Recently I read and article about this Flu Pandemic of 1918, that said “By the time it wound down in 1919, 28% of all Americans were infected and 675,000 had died — 10 times as many as World War I.” (see footnote below). This is very sobering.
I never thought in my lifetime I would be dealing with a Pandemic. Never. Ever. Who really ever wants to go there and think of that? But here we are. Its hard for most of us to wrap our minds around it. And harder is keeping up with all the information that comes at us from minute to minute – sometimes second by second.

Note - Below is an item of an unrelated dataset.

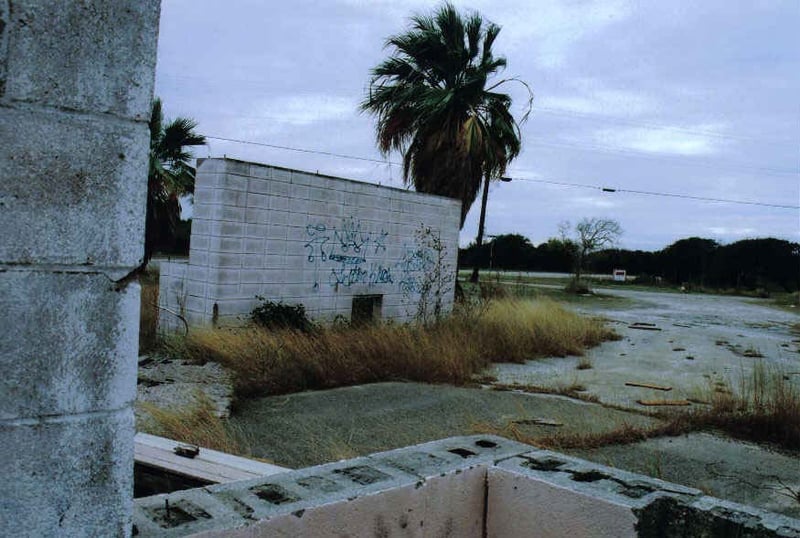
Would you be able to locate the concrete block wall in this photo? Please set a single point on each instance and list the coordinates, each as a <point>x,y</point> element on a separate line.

Honestly we are so lucky that we live in this age with info at our fingertips – it is part of what can keep us safe because knowledge is power- quick access to current news was not something they had in 1918. Also the internet and social media keeps us connected to each other – but it also can just be too much. Too overwhelming. When it gets too much I have to get away from it. I can’t watch the stock market tumble daily. I can’t read sad story after sad story. I want to keep up on what is going on but sometimes I have to turn it off. And I do.
What do I do? Post photos of my dogs or other animals to hopefully make others smile for a minute – maybe forget what we are facing for a second. I read. I binge watch shows with Kevin. I exercise. I hike in the fields behind my house. We try to help our neighbors. We shop for each other. We watch out for each other. I sit with myself. I pray.
And aside from this virus life goes on. Another brother in law is having a health scare, his roommate has cancer. My cat has gone missing- yes another one – yet again. We had to order hay for the horses. Buy their feed. My husband continues to work. We have to make meals. Two of my kids remain employed for now- thank goodness. My other son leaves tomorrow to go to basic training for the Navy. A hard thing to see your kid off in normal times but in these times? Well very hard….more on that soon.
Life just goes on. I hear cars whizzing by my house. Yesterday it seemed like everyone was out in our town shopping- as we were. And I was like people go home – and they were likely thinking the same thing! I am sure we were all worrying that things might be shut down tighter here in Maryland as the case have increased quite a bit in a couple days. We all were stocking up on food and supplies – no toilet paper anywhere. We did not hoard. Hoarding = not helpful.
I want to feel normal but yet it doesn’t. Everything has changed. At this point I am taking things one day at a time and I am trying to find smiles in my day and live for the moment. It helps me to cope. We all have to find our things that will help calm our minds.
We are all sacrificing, we are all probably scared, bored, mad…so many things at once.
Let’s just try to be kind, be helpful, be loving — and be safe.